A divergence-free vector field $v \in L_{loc}^2(\mathbb{R}^n_{x}\times \mathbb{R}_{t},\mathbb{R}^n)$ is said to be a weak solution of the incompressible Euler equation
$$\frac{\partial v}{\partial t} + div(v \otimes v) + \nabla p = 0\\
div(v) =0$$
if
$$ \int v \cdot \frac{\partial \phi}{\partial t} + (v \otimes v) \cdot \nabla \phi \: dx dt = 0\\
\int v \cdot \nabla \phi \: dx dt = 0$$
are satisfied for every divergence-free $\phi \in C_{c}^{\infty}(\mathbb{R}^n_{x}\times \mathbb{R}_{t},\mathbb{R}^n)$. To achieve this we first have to multiply by $\phi$ and then integrate in space and time. Then by integration by parts we get
$$\int \frac{\partial v}{\partial t} \cdot \phi – (v \otimes v)\cdot \nabla \phi + \nabla p \cdot \phi \: dx dt = 0 \\
\int v \cdot \nabla \phi \: dx dt = 0$$
But I don't understand how the rest transforms.

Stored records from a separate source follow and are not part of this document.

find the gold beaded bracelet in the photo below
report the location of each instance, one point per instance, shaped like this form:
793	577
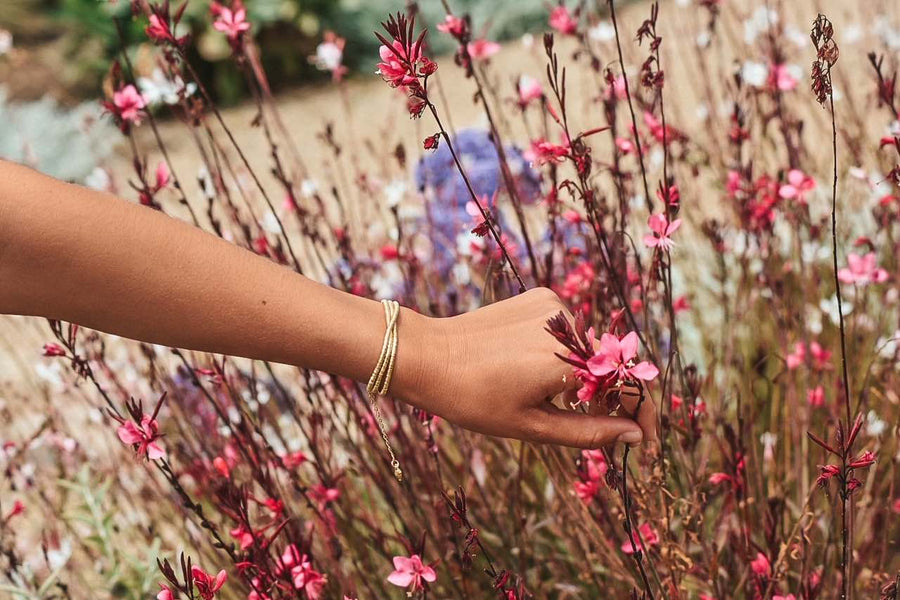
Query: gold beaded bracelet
380	381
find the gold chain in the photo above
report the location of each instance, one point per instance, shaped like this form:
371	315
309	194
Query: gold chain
380	381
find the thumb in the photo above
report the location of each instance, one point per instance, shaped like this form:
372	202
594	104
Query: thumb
578	430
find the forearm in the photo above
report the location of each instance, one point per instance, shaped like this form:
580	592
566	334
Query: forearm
81	256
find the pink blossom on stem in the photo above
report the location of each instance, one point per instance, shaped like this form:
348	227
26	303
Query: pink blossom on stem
144	436
452	25
647	536
562	21
662	230
799	184
409	572
231	21
616	357
862	270
761	566
128	105
207	585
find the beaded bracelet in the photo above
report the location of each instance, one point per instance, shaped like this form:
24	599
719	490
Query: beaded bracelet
380	381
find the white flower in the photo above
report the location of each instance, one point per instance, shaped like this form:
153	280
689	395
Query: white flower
394	192
874	425
754	73
602	32
760	22
5	42
159	89
328	56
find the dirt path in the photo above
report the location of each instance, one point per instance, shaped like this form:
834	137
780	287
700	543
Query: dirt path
369	118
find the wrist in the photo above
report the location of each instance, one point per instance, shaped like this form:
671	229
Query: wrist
418	356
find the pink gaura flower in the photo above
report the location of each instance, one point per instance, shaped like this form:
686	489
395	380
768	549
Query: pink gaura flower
17	509
562	21
799	184
795	359
862	270
662	230
165	593
780	77
144	435
129	104
308	579
231	21
647	536
863	461
207	585
826	472
529	90
543	152
53	349
452	25
482	49
616	357
821	357
409	572
816	397
760	565
397	66
158	30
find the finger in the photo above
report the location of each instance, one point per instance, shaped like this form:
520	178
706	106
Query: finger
646	416
577	430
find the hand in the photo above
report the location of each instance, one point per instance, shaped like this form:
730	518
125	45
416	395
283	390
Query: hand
494	371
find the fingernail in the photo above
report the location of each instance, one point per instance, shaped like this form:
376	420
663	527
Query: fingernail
630	437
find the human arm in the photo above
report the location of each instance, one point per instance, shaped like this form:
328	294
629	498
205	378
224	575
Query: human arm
77	255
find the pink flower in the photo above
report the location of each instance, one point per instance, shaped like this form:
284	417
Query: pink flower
529	90
647	536
827	472
232	23
625	145
662	230
717	478
144	436
129	104
308	579
396	68
53	349
796	358
165	593
207	585
798	185
862	270
562	21
616	356
543	152
760	565
780	77
158	30
816	396
410	572
17	509
482	49
452	25
863	461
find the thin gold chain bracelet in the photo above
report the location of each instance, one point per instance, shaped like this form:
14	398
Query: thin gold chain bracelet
380	381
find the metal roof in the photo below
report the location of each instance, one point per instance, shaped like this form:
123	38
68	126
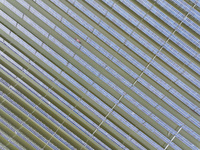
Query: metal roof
100	74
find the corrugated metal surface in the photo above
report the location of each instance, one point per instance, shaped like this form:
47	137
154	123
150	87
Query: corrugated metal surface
132	82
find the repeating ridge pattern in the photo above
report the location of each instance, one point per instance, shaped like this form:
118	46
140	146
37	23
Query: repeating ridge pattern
131	83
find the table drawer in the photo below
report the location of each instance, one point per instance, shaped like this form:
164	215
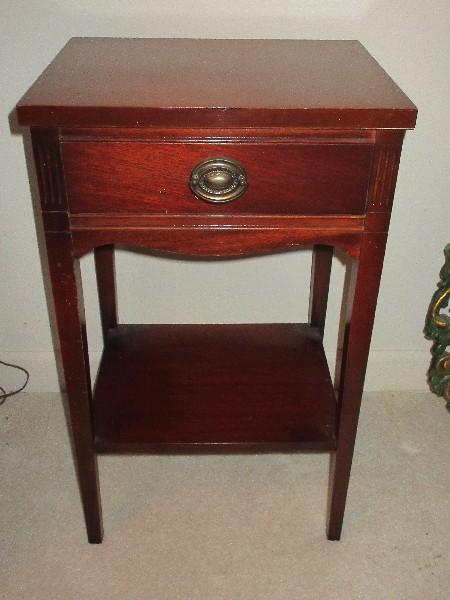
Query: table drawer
153	178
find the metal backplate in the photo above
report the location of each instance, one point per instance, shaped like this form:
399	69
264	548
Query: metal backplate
218	180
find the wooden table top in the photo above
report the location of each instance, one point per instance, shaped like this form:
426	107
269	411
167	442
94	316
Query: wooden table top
224	83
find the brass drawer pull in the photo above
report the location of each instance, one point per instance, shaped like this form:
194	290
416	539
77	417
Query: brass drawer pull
218	180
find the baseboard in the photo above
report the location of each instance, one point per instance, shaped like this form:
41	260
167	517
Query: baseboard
387	370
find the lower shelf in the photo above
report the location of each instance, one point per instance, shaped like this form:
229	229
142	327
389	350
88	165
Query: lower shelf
187	388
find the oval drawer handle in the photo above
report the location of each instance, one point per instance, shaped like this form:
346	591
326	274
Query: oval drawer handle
218	180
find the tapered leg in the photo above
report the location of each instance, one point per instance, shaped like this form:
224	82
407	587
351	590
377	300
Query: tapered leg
69	312
361	299
320	282
106	284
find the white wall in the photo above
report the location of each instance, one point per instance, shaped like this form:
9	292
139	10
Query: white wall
408	37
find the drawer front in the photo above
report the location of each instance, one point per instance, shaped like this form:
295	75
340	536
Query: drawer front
153	178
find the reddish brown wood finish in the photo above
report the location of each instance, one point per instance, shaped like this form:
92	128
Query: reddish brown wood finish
320	282
130	177
362	300
124	122
199	83
214	388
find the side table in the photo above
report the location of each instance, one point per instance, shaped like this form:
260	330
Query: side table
214	148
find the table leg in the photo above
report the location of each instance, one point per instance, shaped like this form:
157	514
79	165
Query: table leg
320	282
361	303
69	311
106	284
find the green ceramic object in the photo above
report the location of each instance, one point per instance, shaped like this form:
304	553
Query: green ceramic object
437	328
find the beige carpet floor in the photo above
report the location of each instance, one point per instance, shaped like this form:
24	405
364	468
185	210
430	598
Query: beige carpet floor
229	527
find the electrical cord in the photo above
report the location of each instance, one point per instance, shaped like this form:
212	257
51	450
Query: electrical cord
3	393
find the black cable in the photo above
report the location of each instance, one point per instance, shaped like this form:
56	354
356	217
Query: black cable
3	393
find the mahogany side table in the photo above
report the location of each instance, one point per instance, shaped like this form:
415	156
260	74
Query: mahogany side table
214	148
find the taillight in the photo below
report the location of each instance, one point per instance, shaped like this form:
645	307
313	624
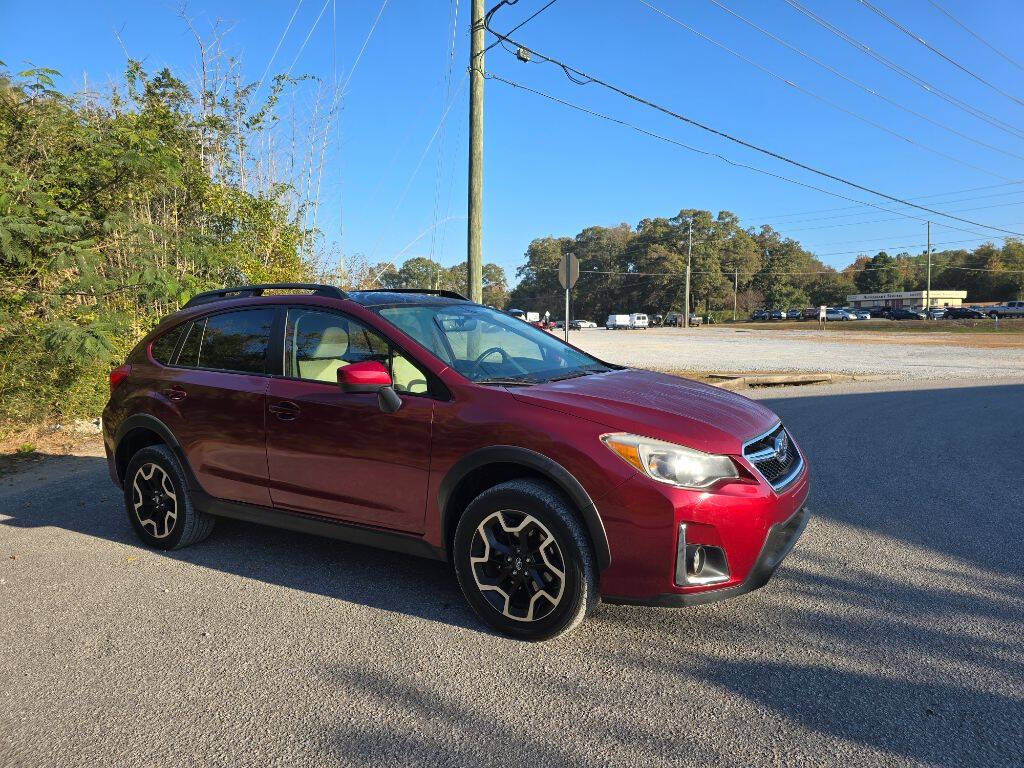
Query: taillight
118	375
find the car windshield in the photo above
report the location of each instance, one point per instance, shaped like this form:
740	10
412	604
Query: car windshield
489	347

As $\Omega \subset \mathbb{R}^n_{x}\times \mathbb{R}_{t}$ we can write $\Omega = \Omega_x \times I$ for some Interval $I \subset \mathbb{R}_{t}$. So I think with weak derivation we can get $$\int_{\Omega_{x}} \int_{t} \frac{\partial v}{\partial t} \cdot \phi \: dt dx = -\int_{\Omega_{x}} \int_{t} \frac{\partial \phi}{\partial t} \cdot v \: dt dx$$
I would transform the $\nabla p \cdot \phi$ term in the same way but I read somewhere that the pressure $p$ disappears because $v$ is incompressible. Could someone explain how?

Answer 1

I read that one can write the pressure $p$ in a form where it only depends on the velocity $v$. To get the form we need we take the divergence of the Euler equation $$ \frac{\partial}{\partial t} div(v) + div(\nabla v \cdot v) + div(\nabla p) = 0$$ Because $div(v)=0$ for an incompressible fluid and $div(\nabla p) = \Delta p$, it can be transformed to $$ 0= div(\nabla v) \cdot v + tr(\nabla v \cdot \nabla v) + \Delta p = \nabla(div(v)) \cdot v + tr(\nabla v \cdot \nabla v) + \Delta p $$ As $div(v)=0$ we then get $$\Delta p = - tr(\nabla v \cdot \nabla v)$$ So I assume that it is sufficient to find a weak soultion $v$ to the weak formulation above (with eliminated pressure) and to find then an associated pressure in a weak sense.